Address allocation for MANET merge and partition using cluster based routing
© Singh et al.; licensee Springer. 2014
Received: 8 May 2014
Accepted: 1 October 2014
Published: 16 October 2014
Network merges and partitions occur quite often in MANET wherein address auto-configuration is a critical requirement. There are various approaches for address auto-configuration in MANETs which allocate address to the nodes in a dynamic and distributed manner in which HOST ID and MANET ID are assigned on the basis of their Base value. MANET merges and partitions employing Cluster Based Routing Protocol require a node to be assigned as the Cluster Head (CH). This paper presents the Election Algorithm which assigns a node as the Cluster Head on the basis of its weight. Through simulation using the NS-2, it has been shown that the Election Algorithm improves the packet delivery ratio (PDR) significantly and decreases the packet delay to a great extent in comparison to the existing AODV protocol.
KeywordsMANET Network merging Network partitioning Clustering
Mobile Ad hoc Network (MANET) is dependent on the wireless technology and thus relies on the wireless transmitting devices. Wireless channels are used for communication among these devices without any assistance from fixed or structured infrastructure. The network consists of only nodes, and thus central management of the network is not necessary in guiding the nodes on how to communicate. The nodes act as routers and cooperate among themselves to facilitate communication. There are various applications in which the ad hoc networks can be used. These include the military operations, disaster situations etc. Additionally, MANET’s can be used in the local mobile connectivity, Educational applications and Wireless Sensor Networks among others.
Network interfaces for the deployment of MANET’s in various applications require the support of the network routing protocol.
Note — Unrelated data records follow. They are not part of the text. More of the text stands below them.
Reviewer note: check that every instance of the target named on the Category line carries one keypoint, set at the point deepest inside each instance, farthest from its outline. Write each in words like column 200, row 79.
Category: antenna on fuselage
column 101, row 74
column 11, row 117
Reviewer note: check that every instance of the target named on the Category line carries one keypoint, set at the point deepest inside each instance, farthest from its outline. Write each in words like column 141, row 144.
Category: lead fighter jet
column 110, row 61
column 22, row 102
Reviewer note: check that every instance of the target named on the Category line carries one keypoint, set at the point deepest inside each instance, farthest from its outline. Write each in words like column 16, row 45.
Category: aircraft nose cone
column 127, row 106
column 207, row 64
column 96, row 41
The primary requirement of any network is the delivery of correct message within time between the nodes and a routing protocol ensures the establishment of the route between them. Further, the functionalities of the network are completely dependent on the IP addresses of the nodes. It is also critical to ascertain if some nodes within the network have a similar IP address as it can inhibit the smooth functioning of the network.
There is a limitation of manual allocation of unique identifier due to random movement of nodes which leads to frequent changes in topology. This issue could be overcome through the address auto-configuration approach. (Indrasinghe et al.2007).
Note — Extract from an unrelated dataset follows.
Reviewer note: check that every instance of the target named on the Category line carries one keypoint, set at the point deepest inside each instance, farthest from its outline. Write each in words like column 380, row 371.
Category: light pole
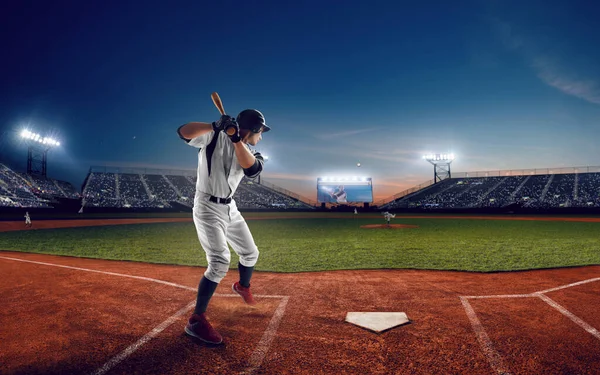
column 37, row 151
column 265, row 159
column 441, row 165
Topology change- In MANET’s nodes are mobile and could join and leave the network at any moment without notification. While designing an auto configuration mechanism this dynamism of network topology should be considered.
Network Partitioning and Merging- The movement of nodes of an ad hoc network could divide the network in two or more disconnected networks, which is called network partitioning. These partitions or other mobile networks could remerge later. The auto-configuration protocol should be able to deal with these situations and the resulting address conflicts or address leaks (Webhi 2005).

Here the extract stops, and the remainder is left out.